LABADIE, Haïti — Certains y ont vu juste du macadam entouré çà et là de remblaiement pour éviter les éboulements, d’une signalétique pour faciliter la circulation, d’un traçage, bref, d’une simple route comme on en voit partout à travers le monde. D’autres au contraire, plus visionnaires et sans doute moins terre-à-terre, y voient le symbole d’une nouvelle ère pour tout un pays, le début d’une période de changements basée sur la construction et l’initiative et synonyme de progrès et de développement.

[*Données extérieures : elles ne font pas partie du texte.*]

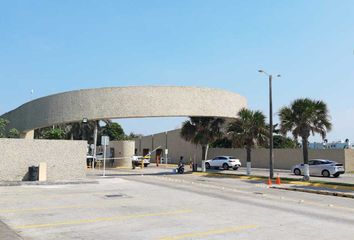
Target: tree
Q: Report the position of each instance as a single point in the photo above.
(248, 130)
(203, 131)
(280, 141)
(303, 118)
(222, 142)
(3, 124)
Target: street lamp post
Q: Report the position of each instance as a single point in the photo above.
(271, 160)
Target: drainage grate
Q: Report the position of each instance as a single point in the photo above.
(114, 195)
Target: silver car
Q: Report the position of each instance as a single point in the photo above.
(320, 167)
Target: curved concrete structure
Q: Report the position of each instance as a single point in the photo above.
(124, 102)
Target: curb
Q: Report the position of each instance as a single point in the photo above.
(322, 192)
(35, 183)
(330, 185)
(6, 233)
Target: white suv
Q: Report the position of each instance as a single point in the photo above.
(225, 162)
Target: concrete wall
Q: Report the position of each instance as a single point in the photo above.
(65, 159)
(173, 142)
(284, 158)
(123, 150)
(124, 102)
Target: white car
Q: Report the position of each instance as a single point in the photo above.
(320, 167)
(224, 162)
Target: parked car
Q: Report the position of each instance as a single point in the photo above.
(137, 160)
(225, 162)
(320, 167)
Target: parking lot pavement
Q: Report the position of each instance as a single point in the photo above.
(344, 178)
(154, 204)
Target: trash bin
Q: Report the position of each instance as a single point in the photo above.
(195, 167)
(33, 173)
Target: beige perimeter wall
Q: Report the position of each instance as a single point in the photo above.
(286, 158)
(65, 160)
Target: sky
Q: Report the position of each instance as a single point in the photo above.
(57, 46)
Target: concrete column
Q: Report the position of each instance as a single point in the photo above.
(123, 150)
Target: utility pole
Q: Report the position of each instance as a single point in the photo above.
(271, 158)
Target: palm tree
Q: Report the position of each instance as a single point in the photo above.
(303, 118)
(248, 130)
(203, 131)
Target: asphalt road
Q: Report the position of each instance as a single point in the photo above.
(344, 178)
(155, 204)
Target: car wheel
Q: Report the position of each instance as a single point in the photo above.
(326, 173)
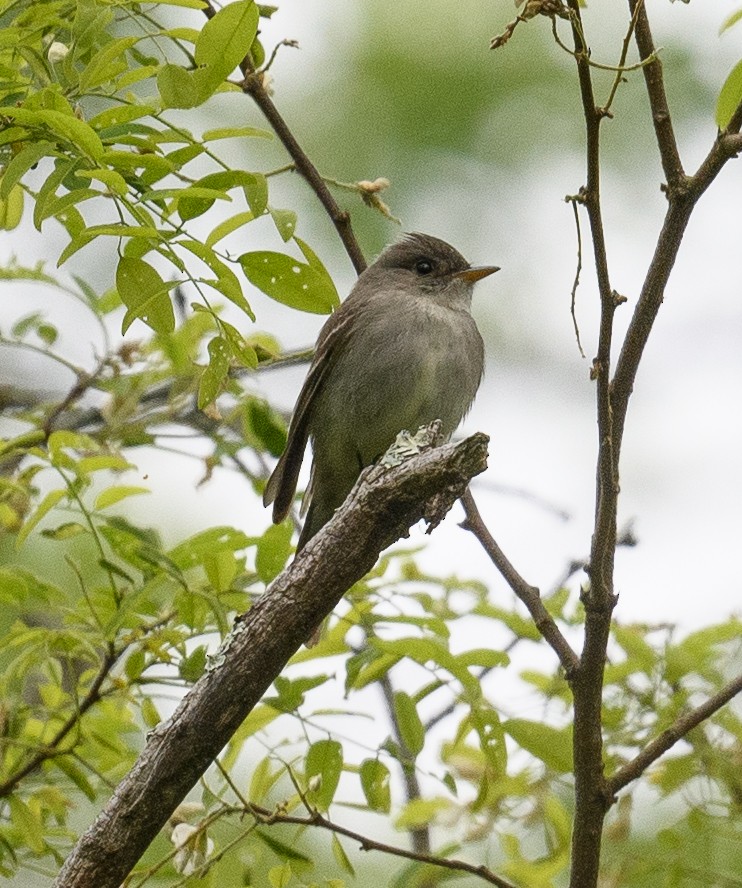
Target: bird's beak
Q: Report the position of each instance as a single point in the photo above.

Et c’est avec ces deux visions complètement dichotomiques que les Haïtiens ont assisté à l’inauguration le samedi 24 février de la nouvelle route devant relier Cap-Haïtien à Labadie. De hauts dignitaires étaient rassemblés lors de la cérémonie inaugurale, avec la présence notable du président Jovenel Moïse en personne, accompagné de son Premier ministre Jacques Guy Lafontant, du ministre des Travaux publics Fritz Caillots ainsi que d’autres hauts responsables du gouvernement et des collectivités locales. Était aussi présent le Premier ministre des Bahamas, Mr Hubert Minnis, signe que cette route aura une répercussion non seulement nationale, mais également à l’échelle régionale. La Directrice de la Banque Mondiale pour Haïti, la Portugaise Anabela Abreu, assistait à l’événement en tant que représentante de l’omnipotent bailleur de fonds qui a participé au financement du projet.

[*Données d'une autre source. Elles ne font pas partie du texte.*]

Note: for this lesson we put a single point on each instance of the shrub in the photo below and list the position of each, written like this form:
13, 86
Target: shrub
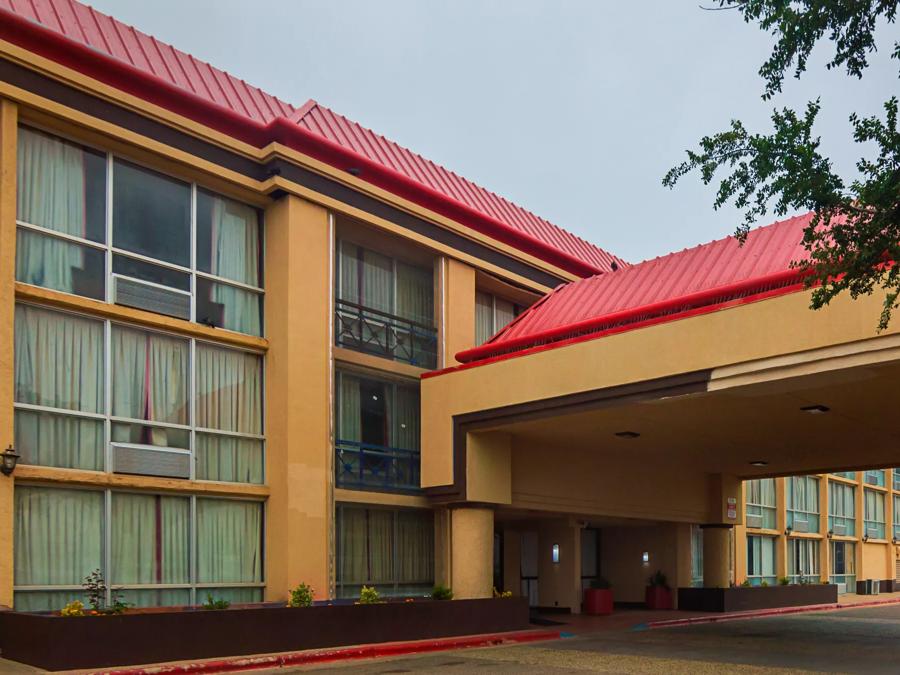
302, 596
601, 583
215, 603
369, 596
441, 593
658, 579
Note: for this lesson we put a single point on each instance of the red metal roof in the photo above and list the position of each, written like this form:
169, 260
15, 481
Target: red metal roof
710, 274
112, 42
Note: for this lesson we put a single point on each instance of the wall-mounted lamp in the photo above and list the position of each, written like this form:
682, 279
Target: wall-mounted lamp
10, 459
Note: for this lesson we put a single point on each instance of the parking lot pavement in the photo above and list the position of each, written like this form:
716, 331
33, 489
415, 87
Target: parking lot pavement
865, 640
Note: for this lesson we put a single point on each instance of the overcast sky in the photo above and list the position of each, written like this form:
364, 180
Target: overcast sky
573, 109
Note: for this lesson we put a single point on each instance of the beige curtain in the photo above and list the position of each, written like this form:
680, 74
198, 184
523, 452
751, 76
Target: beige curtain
50, 190
150, 543
484, 317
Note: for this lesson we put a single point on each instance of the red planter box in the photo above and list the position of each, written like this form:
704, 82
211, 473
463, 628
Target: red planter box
598, 601
658, 597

La route Labadie – Cap-Haïtien constitue avant tout un soulagement pour la population locale qui voit ainsi son trajet raccourcir de 1h30 en moyenne. Les habitants de la région étaient jusque-là isolés et ne bénéficiaient pas vraiment des retombées que généraient l’activité touristique et ses 600.000 croisiéristes qui transitent chaque année par le port de Labadie. Et c’est entre autres pour corriger cette anomalie économique et gommer les disparités accumulées au fil du temps que les initiateurs de ce projet ont voulu bâtir cette nouvelle voie de communication terrestre. Les travaux ont duré en tout et pour tout 24 mois, ce qui a valu à l’entreprise dominicaine responsable de leur réalisation, Coamco, les remerciements du chef de l’État pour avoir respecté les délais impartis. Le financement quant à lui était basé principalement sur un apport de 8.6 millions de $ de la part de la banque mondiale. La représentante de cette institution internationale, Mme Anabela Abreu, a d’ailleurs profité de l’occasion pour féliciter les pouvoirs publics qui ont permis de mener à terme ce projet grâce à leur implication totale. Elle a loué au passage la bonne coopération entre son organisation et le gouvernement haïtien, ce qui est selon elle de bon augure pour les projets futurs.

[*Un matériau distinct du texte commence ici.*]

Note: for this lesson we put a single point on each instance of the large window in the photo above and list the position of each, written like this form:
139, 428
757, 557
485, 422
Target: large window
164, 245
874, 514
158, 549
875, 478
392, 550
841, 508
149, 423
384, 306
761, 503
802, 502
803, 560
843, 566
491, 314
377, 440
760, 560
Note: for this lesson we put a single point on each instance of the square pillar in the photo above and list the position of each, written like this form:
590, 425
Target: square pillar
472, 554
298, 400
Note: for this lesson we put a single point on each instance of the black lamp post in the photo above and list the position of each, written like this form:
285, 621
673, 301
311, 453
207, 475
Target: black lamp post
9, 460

Grâce à cette nouvelle route donc, c’est toute une région jusque-là marginalisée qui se retrouve enfin désenclavée. En plus de faciliter la mobilité des citoyens, cette chaussée va permettre de réduire le nombre d’accidents, surtout durant la saison des pluies, grâce notamment à un meilleur drainage des eaux et des canalisations qui respectent les normes internationales. Du côté des risques d’éboulement, rien n’a été laissé au hasard puisque des murs de soutènement ont été érigés à cet effet et devraient protéger les usagers de la route pendant de longues années.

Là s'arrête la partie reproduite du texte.